3/ Projection de représentations dans le traitement de l’information : le référentiel connoté des journalistes
Partant de ce qui précède, tout journaliste pense qu’en relatant les faits, il révèle la réalité et la vérité, et que tout ce qui le contredit n’est qu’idéologie. En ignorant sa propre subjectivité, le journaliste réinjecte dans sa retranscription des fais des jugements qui sont ceux de l’idéologie dominante. Il s’appuie de plus sur un ensemble de représentations et de catégorisations préétablies, qu’il estime neutres, mais qui ne le sont pas, et agissent de manière performative sur les représentations des récepteurs de l’information.
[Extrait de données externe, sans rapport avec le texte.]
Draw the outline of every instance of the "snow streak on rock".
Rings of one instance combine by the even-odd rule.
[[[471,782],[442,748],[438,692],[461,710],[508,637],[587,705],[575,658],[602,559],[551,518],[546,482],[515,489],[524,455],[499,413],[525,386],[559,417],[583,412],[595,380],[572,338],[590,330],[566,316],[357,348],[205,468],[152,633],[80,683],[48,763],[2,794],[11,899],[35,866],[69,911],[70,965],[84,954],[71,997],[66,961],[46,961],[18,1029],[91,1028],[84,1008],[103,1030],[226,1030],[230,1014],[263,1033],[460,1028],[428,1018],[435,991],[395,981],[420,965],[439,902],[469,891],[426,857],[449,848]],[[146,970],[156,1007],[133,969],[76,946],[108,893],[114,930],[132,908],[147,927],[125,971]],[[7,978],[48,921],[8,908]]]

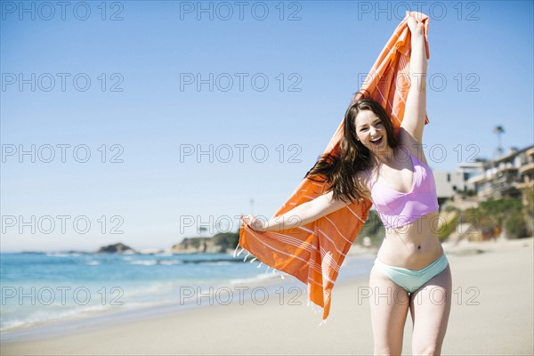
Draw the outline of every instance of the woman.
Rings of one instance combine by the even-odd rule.
[[[411,85],[397,137],[376,101],[352,102],[344,119],[339,157],[321,157],[306,174],[326,179],[328,190],[276,220],[242,217],[254,230],[277,231],[309,223],[351,201],[373,201],[386,228],[369,278],[375,354],[400,354],[409,311],[413,354],[440,354],[450,312],[452,281],[435,229],[435,182],[421,150],[427,69],[423,26],[412,17],[408,25]]]

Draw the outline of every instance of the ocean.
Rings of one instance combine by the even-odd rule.
[[[245,255],[0,254],[0,331],[112,311],[263,303],[306,293],[294,277],[244,262]],[[371,265],[369,258],[348,256],[338,282],[368,274]]]

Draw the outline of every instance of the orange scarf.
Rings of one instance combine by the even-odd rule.
[[[426,57],[429,58],[428,16],[415,12],[410,12],[410,16],[424,23]],[[378,101],[392,117],[396,133],[404,116],[409,89],[410,31],[406,20],[397,26],[354,97],[357,100],[366,95]],[[343,120],[324,153],[337,152],[342,139]],[[314,199],[323,194],[326,188],[325,183],[304,179],[273,217]],[[281,231],[259,232],[242,223],[238,247],[242,247],[241,252],[247,250],[273,270],[290,274],[306,284],[308,299],[323,308],[325,321],[330,312],[332,288],[339,268],[365,223],[371,206],[368,200],[352,202],[312,222]]]

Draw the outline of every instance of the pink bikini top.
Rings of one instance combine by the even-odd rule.
[[[384,184],[376,184],[366,170],[372,184],[371,199],[385,228],[407,225],[440,207],[432,171],[404,147],[400,147],[412,160],[414,174],[410,192],[401,193]]]

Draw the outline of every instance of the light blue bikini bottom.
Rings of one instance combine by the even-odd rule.
[[[409,270],[401,267],[390,266],[378,258],[375,260],[375,266],[390,279],[402,287],[408,293],[413,293],[423,287],[430,279],[440,274],[449,265],[449,261],[443,254],[423,270]]]

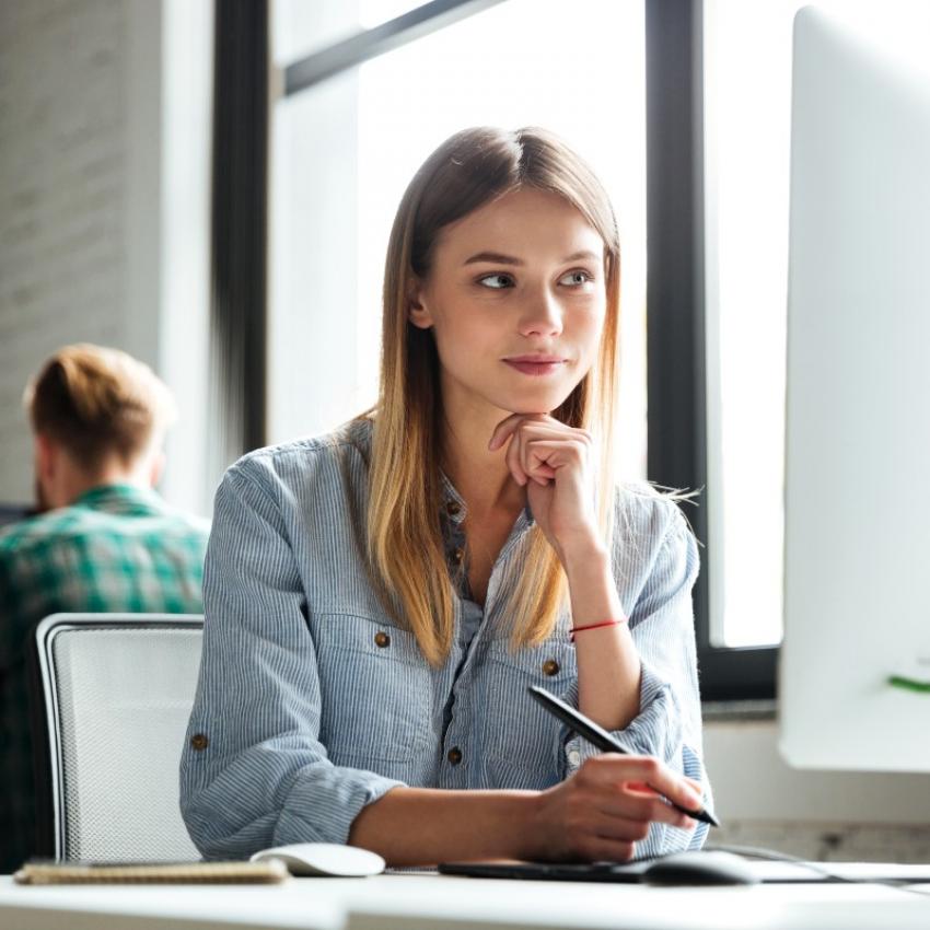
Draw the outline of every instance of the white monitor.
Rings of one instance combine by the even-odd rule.
[[[791,131],[781,751],[930,771],[930,78],[804,8]]]

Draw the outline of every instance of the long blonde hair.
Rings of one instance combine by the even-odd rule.
[[[519,188],[563,197],[604,241],[607,306],[597,361],[553,416],[597,437],[601,526],[605,539],[612,533],[620,252],[611,201],[591,168],[545,130],[465,129],[427,159],[397,209],[384,274],[380,395],[377,406],[364,415],[374,420],[367,522],[370,566],[385,607],[412,631],[433,665],[451,649],[455,600],[439,518],[439,358],[432,333],[408,322],[411,284],[415,278],[428,277],[432,244],[443,226]],[[551,635],[566,593],[565,572],[538,526],[530,531],[527,547],[509,605],[515,618],[514,647]]]

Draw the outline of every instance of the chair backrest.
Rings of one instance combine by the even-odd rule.
[[[54,614],[36,627],[56,859],[195,860],[178,766],[202,617]]]

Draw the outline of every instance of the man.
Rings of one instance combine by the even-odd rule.
[[[35,849],[26,655],[56,612],[200,613],[207,524],[153,490],[175,417],[141,362],[58,351],[26,390],[39,513],[0,530],[0,871]]]

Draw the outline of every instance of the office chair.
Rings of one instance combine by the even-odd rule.
[[[187,614],[53,614],[36,626],[40,852],[200,858],[178,809],[178,765],[202,627]]]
Ces représentations et concepts sont en fait la production intellectuelle des idéologues passés et présents de la domination, qui font de ce fait office d’autorité, et contribuent à l’établissement du statu quo. S’ils ont pour but de produire des représentations adéquates à l’appréhension du monde objet, ils ont bien davantage pour effet de produire un masquage de cette réalité objective, sous forme de moralité ou de spectacle, et par ce biais, une disposition non éthique de la population administrée à la servitude. Ces intellectuels prédéterminés par les normes et valeurs de la domination, contribuent ainsi à sa défense et à sa reproduction. Le journaliste adoptant ces concepts et représentations pour tenter de décrire le réel perd ainsi sa neutralité et se fait alors malgré lui le médiateur de normes et valeurs dominantes. C’est un entrepreneur de morale qui s’ignore. Pour se sortir de cette posture, et ainsi justifier sa prétention à la vérité, le journalisme devrait alors se soumettre à une profonde autocritique, à une remise en question radicale de ses présupposés moraux et intellectuels hérités de la civilisation occidentale, ainsi que de sa méthodologie positiviste au caractère profondément réifiant.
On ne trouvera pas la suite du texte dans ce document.